Yangtze Delta handicrafts on show at new art center in Shanghai
From silk brocade to jade sculptures to ink making, a variety of traditional arts and handicrafts from the Yangtze Delta are being exhibited for a month at the cultural expo at the new Duoyunxuan Art Center in Shanghai.
The expo features nearly 100 national cultural artifacts from the Yangtze Delta region and it has also gathered cultural experts to demonstrate the processes involved. These experts will also be able to guide interested visitors who are keen to try their hands at making these handicrafts.
One of the highlights is a 12-panel masterpiece by Ren Bonian (1840-1896) which was painted on golden paper. It measures 7.14 meters in width and has a height of more than 2 meters. It took the acclaimed Duoyunxuan studio eight years to complete the project.
Lin Yuqing, who has worked at the Duoyunxuan print studio for more than 40 years, is showcasing how traditional Chinese envelopes are crafted. Alongside Lin is her apprentice Yuan Guanyang, a 25-year-old who joined the studio after graduating from the prints department at the art school in Shanghai University.

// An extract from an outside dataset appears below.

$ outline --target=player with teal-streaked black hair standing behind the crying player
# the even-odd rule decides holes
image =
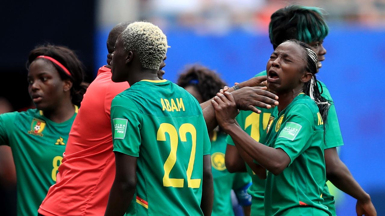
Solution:
[[[276,48],[283,41],[293,38],[305,42],[318,55],[320,60],[318,62],[318,69],[322,66],[321,61],[325,60],[326,50],[322,43],[326,35],[328,35],[328,26],[322,17],[320,8],[291,5],[277,10],[271,16],[271,22],[269,24],[269,36],[273,47]],[[262,71],[256,76],[266,77],[266,71]],[[260,85],[258,79],[259,78],[253,78],[251,80],[245,81],[240,83],[238,87],[241,88],[242,86],[254,86],[256,84]],[[333,105],[333,99],[331,98],[328,88],[321,81],[318,82],[320,83],[319,87],[320,91],[322,92],[322,96],[332,102],[328,113],[329,120],[325,125],[326,177],[339,189],[357,199],[357,214],[362,215],[366,213],[368,215],[375,215],[376,211],[369,194],[367,194],[360,187],[357,181],[355,181],[349,169],[338,156],[336,147],[343,145],[343,140],[335,106]],[[274,112],[276,113],[275,110],[263,109],[263,121],[268,121],[270,114],[272,118],[274,118],[276,116],[274,115]],[[240,115],[237,116],[237,121],[240,124],[246,120],[246,118],[242,118],[242,116],[248,117],[248,113],[241,111]],[[262,126],[263,124],[259,121],[258,118],[254,118],[254,121],[254,125],[260,125],[259,131],[254,131],[254,134],[264,134],[266,124]],[[229,140],[229,143],[231,144],[232,141]],[[230,150],[231,148],[234,147],[230,147]],[[236,151],[231,152],[233,153],[232,158],[236,159],[238,153]],[[226,159],[230,159],[230,156],[231,155],[228,154],[228,158]],[[226,160],[226,166],[228,166],[228,168],[231,168],[233,164],[236,163],[231,164]],[[323,191],[323,199],[323,204],[328,206],[333,216],[335,216],[336,212],[334,197],[329,193],[326,183]]]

A major highlight of the expo, Duoyunxuan print-making has a history that spans 116 years. However, the craft is believed to have originated in China more than 1,000 years ago. Ancient Chinese were found to have carved words onto wood before covering it with rice paper and creating prints with water ink.

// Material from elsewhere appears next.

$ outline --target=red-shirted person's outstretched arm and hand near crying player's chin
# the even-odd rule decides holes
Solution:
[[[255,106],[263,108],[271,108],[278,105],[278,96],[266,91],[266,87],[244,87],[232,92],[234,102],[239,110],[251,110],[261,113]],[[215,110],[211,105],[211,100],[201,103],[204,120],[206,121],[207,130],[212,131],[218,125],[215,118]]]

The studio has further developed this traditional technique by dividing a colorful ink painting into dozens of smaller wooden boards. Experienced craftsmen then print out each of the images carved on the board. After dozens, and sometimes hundreds of repeated printings on each page, the painting is vividly reproduced, with each stroke and shade of color accurately represented.
An exhibition of traditional arts and handicrafts from the Yangtze Delta is now taking place in Shanghai.